A conundrum, according to Webster's Dictionary, is: "1. a riddle whose answer contains a pun. 2. any puzzling problem." The Forgetting Room, by Nick Bantock, combines art and narrative to lead the reader through an enthralling series of conundrums. If you are a fan of Nick Bantock's Griffin & Sabine trilogy and love a good puzzle, you are sure to find his most recent work equally as compelling.

Armon Hurtago, a reserved bookbinder, has settled for the routine of American life. When his grandfather Rafael dies, Armon inherits his home in Ronda, Spain. Rafael, an artist, has given away all of his paintings and left a simple box for Armon.
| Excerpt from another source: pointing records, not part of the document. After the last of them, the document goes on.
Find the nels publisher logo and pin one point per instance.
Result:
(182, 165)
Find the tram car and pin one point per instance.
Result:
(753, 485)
Within the box is a conundrum that Arinon finds himself drawn to unravel each day.

"The Forgetting Room" is both the name of his grandfather's studio and the title of the puzzle. Armon recalls Rafael's voice: "Remember, Armon, here in the Forgetting Room, the past is present." Guided by his grandfather's spirit, Armon immerses himself in painting, a process he has not allowed himself to indulge in since he was a child. The creative process frees him up to question the history of his family, to recall childhood memories, and to discover the beauty of Ronda.

Yet, Armon still believes he will discover some of Rafael's pictures. What he discovers, as Rafael planned, is that life is not about a finished product or painting; instead, life, like art, is a process. Ironically, in the setting of the "Forgetting Room", he rediscovers his desire to paint, a desire which reawakens his zest for life.

The Forgetting Room is available in hardback for $22 at Book People.